The geometry of the pot affects evaporation rates, since more surface area provides more space for evaporation to take place. You can see the differences in the table below. Yellow highlights show two pots of similar volume. The 7cm radius pot with 5cm of depth has a similar volume to the 9cm radius with 3cm depth. But the second pot’s surface area is 1.7 times larger than the first. This will significantly increase evaporation. It’s probably no great surprise to anyone who has bonsai that a shallow wide pot requires more careful attention to watering.

Another aspect to consider in choosing a pot is the geometry relative to the tree being blown over. Whilst a heavy pot can compensate for geometry somewhat, a tree wired into a pot is effectively a giant lever with the fulcrum at the edge of the pot. Wind coming sideways onto the tree will push the lever and if the pot is too narrow relative to the height of the tree, the tree will fall.

You can calculate the force needed to turn a tree over based on the fulcrum position of the edge of the pot.
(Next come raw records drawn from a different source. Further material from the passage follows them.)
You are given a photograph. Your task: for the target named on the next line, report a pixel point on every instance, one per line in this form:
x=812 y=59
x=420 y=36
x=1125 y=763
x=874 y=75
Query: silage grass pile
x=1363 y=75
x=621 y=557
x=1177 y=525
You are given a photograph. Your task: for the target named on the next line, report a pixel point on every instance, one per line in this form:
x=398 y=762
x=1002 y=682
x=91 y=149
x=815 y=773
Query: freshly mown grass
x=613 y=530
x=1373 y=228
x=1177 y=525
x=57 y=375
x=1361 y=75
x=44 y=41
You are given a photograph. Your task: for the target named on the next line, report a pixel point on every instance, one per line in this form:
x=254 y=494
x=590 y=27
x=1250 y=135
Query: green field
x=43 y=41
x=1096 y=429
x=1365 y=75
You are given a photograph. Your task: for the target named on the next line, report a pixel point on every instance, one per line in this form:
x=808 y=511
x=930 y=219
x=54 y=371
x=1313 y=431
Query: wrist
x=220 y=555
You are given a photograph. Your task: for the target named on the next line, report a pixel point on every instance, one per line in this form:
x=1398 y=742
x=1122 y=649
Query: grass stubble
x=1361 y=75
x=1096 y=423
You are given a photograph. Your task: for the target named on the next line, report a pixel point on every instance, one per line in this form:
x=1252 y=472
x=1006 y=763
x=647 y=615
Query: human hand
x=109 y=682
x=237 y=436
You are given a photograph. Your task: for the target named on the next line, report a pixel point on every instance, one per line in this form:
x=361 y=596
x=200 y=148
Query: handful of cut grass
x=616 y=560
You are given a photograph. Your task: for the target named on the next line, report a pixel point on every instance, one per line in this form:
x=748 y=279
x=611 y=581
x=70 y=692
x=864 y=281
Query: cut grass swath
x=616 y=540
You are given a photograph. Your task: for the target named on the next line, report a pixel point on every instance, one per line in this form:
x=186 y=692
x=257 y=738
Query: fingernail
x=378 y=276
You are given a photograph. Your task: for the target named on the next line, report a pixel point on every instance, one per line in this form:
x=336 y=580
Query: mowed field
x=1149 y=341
The larger the difference between the pot radius and the centre point of wind force on the tree, the less force is needed to push it over. I’ve done some calculations on a 2.5kg tree with a 30cm-ish diameter foliage canopy, and you can see below that once it gets to 50cm tall with a 20cm wide pot, the wind needed to push it over becomes much lower.

If the centre point of wind force on the trunk moves upwards, the surface area of the foliage increases, or the pot width decreases, you can soon end up with instability. My suggestion is to test this when you’ve repotted, push the tree at the point where you think the wind will be centred, and see how much force is needed to push it over.